Si el domingo pasado nos colocaba el evangelio de lleno en el mundo de la ganadería con aquello del “buen pastor”, hoy nos coloca en la realidad de la agricultura, con la vid, los sarmientos, las podas y demás labores.
Esta mañana hemos empezado a arar la tierra para preparar la huerta. Vamos un poco tarde, no en exceso pero sí un poquito.
Trabajar en la huerta es una metáfora de la vida. La reja del arado se iba hundiendo en la tierra, quebrándola, asurcándola, y extrayendo de ella piedras y dolores. Es el primer paso, aceptar que el arado te rompa y te cambie la forma. Después vienen otros pasos, como el de pasar el “rotavátor” para que la tierra, tras la herida, esté más suelta, más amorosa, más permeable. Lo último ya es sembrar o plantar, y confiar que todo el proceso anterior ayude a conseguir fruto.

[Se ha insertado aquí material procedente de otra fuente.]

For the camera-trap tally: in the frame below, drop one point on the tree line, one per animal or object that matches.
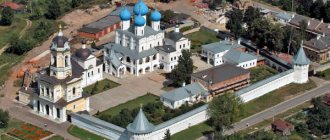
(263, 32)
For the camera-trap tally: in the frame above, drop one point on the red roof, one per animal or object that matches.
(12, 5)
(282, 125)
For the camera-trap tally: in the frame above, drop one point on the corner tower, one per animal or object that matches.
(60, 65)
(300, 67)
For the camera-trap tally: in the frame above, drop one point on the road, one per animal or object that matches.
(280, 108)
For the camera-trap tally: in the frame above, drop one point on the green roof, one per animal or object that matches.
(301, 58)
(140, 125)
(220, 46)
(184, 92)
(237, 57)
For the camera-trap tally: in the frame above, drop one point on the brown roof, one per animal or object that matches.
(77, 72)
(220, 73)
(282, 125)
(12, 5)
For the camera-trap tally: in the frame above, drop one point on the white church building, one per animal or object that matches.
(138, 48)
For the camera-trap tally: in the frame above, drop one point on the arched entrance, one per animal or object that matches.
(47, 109)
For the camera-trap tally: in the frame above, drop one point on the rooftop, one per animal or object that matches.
(220, 73)
(184, 92)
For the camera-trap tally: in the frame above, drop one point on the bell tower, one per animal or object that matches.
(60, 65)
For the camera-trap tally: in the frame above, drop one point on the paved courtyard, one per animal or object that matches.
(131, 87)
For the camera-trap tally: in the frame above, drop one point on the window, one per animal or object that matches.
(74, 91)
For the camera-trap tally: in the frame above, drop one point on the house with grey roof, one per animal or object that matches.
(283, 17)
(228, 52)
(190, 94)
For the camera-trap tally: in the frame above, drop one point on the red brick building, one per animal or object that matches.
(222, 78)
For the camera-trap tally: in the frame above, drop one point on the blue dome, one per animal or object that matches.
(140, 7)
(125, 14)
(139, 20)
(155, 15)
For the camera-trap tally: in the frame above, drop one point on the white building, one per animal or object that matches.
(93, 68)
(228, 52)
(190, 94)
(135, 49)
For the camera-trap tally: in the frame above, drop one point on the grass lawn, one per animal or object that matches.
(324, 74)
(132, 104)
(56, 137)
(200, 38)
(83, 134)
(100, 86)
(261, 72)
(192, 133)
(275, 97)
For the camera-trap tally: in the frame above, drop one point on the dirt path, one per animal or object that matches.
(27, 26)
(74, 20)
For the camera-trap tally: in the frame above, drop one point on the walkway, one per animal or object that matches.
(131, 87)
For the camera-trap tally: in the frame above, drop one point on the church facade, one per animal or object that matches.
(139, 48)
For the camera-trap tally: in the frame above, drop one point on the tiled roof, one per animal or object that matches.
(220, 73)
(220, 46)
(300, 58)
(238, 57)
(184, 92)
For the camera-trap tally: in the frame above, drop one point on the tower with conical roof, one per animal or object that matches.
(140, 128)
(300, 67)
(60, 66)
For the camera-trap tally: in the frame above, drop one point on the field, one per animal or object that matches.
(200, 38)
(100, 86)
(260, 73)
(83, 134)
(193, 132)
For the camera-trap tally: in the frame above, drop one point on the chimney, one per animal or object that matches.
(239, 41)
(177, 28)
(183, 84)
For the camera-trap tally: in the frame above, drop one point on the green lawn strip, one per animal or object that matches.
(7, 31)
(7, 137)
(83, 134)
(268, 122)
(101, 86)
(275, 97)
(200, 38)
(132, 104)
(192, 133)
(261, 72)
(56, 137)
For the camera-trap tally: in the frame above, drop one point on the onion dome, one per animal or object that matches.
(125, 14)
(139, 20)
(141, 7)
(155, 15)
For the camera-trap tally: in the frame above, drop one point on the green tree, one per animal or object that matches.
(7, 16)
(224, 110)
(318, 119)
(54, 10)
(4, 118)
(251, 14)
(167, 135)
(235, 23)
(181, 73)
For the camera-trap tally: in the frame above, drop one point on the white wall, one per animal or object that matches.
(283, 79)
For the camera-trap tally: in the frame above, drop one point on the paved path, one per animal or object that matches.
(280, 108)
(130, 88)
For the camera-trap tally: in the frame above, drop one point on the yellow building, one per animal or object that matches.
(58, 89)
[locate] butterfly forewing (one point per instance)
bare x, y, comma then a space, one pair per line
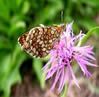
40, 40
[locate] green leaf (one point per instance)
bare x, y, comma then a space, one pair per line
37, 66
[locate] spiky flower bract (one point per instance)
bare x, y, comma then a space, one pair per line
64, 55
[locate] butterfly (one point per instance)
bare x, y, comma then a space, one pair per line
40, 40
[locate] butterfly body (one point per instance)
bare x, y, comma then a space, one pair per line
40, 40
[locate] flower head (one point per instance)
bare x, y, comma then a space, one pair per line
65, 53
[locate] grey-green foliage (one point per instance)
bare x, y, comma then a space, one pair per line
17, 16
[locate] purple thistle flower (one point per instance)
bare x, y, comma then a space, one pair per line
64, 54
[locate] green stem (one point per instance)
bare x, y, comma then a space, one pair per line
64, 93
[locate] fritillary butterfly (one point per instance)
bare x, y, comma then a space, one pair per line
39, 40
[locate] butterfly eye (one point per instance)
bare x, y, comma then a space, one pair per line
40, 40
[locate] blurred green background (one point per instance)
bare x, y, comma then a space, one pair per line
19, 16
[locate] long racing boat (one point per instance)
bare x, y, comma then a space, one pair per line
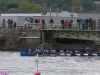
26, 53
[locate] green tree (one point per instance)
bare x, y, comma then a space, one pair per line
27, 7
76, 6
87, 4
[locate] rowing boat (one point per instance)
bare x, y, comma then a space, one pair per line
26, 53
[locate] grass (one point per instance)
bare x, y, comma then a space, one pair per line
13, 1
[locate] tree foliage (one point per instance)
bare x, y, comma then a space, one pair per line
26, 7
76, 6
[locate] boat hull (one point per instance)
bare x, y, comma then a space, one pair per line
26, 53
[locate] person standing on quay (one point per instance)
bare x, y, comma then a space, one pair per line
87, 49
51, 22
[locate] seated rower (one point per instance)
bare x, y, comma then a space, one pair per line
54, 51
36, 50
61, 51
51, 51
47, 51
68, 51
76, 51
44, 51
30, 50
71, 52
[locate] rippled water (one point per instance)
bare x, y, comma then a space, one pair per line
17, 65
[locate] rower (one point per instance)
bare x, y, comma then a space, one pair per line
54, 51
51, 51
76, 51
29, 50
61, 51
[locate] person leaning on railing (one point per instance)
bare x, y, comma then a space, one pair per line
62, 23
51, 23
43, 23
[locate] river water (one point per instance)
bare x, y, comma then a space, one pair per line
17, 65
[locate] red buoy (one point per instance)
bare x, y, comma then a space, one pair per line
37, 73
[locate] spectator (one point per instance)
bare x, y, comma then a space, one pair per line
11, 23
36, 21
51, 22
14, 25
43, 23
3, 23
62, 23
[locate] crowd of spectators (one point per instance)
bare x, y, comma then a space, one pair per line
9, 22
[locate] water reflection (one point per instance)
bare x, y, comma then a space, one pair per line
17, 65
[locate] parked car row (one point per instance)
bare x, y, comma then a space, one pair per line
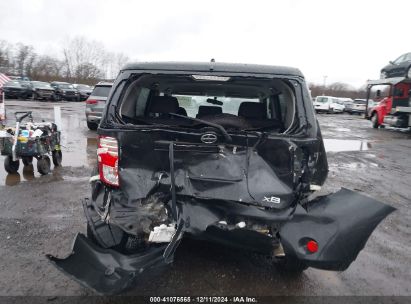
56, 91
329, 104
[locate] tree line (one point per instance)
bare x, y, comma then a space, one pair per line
81, 61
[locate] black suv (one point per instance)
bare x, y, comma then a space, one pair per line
17, 89
64, 91
213, 151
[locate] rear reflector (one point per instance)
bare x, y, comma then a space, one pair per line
107, 154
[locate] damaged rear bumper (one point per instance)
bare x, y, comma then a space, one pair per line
340, 223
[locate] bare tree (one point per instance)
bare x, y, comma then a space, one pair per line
82, 57
24, 58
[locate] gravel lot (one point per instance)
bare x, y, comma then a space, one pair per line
42, 214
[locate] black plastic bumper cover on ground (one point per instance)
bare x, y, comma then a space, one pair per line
340, 223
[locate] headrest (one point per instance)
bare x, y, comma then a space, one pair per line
208, 110
181, 111
163, 104
254, 110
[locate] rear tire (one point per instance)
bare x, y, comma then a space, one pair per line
57, 158
11, 166
290, 265
92, 126
43, 165
27, 160
374, 120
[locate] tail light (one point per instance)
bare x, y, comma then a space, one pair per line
312, 246
91, 101
107, 154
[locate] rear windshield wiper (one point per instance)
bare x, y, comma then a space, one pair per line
217, 126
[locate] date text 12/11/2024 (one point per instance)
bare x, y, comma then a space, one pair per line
204, 299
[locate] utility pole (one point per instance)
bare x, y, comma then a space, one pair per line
325, 82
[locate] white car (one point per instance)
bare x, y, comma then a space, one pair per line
328, 104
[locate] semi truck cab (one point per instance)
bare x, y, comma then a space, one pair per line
393, 109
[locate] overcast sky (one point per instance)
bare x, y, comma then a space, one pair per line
348, 41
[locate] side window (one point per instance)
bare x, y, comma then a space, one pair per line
142, 101
400, 59
283, 106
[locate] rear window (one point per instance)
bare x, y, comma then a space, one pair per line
235, 102
322, 99
102, 91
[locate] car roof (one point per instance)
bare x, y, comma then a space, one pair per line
104, 83
214, 66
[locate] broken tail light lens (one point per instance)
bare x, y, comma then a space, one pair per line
107, 154
312, 246
91, 101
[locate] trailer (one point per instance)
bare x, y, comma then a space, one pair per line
30, 140
394, 102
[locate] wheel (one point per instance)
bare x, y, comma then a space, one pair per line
56, 97
374, 120
43, 165
57, 158
92, 125
290, 265
11, 166
27, 160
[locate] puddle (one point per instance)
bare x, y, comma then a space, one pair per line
343, 130
341, 145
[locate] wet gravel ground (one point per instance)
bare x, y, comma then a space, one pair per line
42, 214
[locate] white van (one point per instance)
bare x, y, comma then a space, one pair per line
328, 104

Hace un par de meses también estuvimos podando. ¡Otra metáfora del camino humano! Quitar las ramas innecesarias, saber cuáles son las apropiadas, arriesgarte, hacer el árbol más pequeño para que la fruta sea accesible, injertar cuando una variedad es pobre, abonar…
No se necesita explicación, basta con observar la naturaleza para descubrir que nos parecemos mucho. Debería ser obligatorio trabajar un tiempo en la agricultura para así aprender de los procesos, las paciencias y las desesperaciones, las confianzas y las aceptaciones.
Jesús nos habla de intimidad, de mantener la vida unida a su tronco. Permanecer, permanecer, ¡es tan difícil! Permanecer y saber esperar están relacionados. También confiar.
Pura agricultura.
Estás llamada a dar fruto, no lo olvides.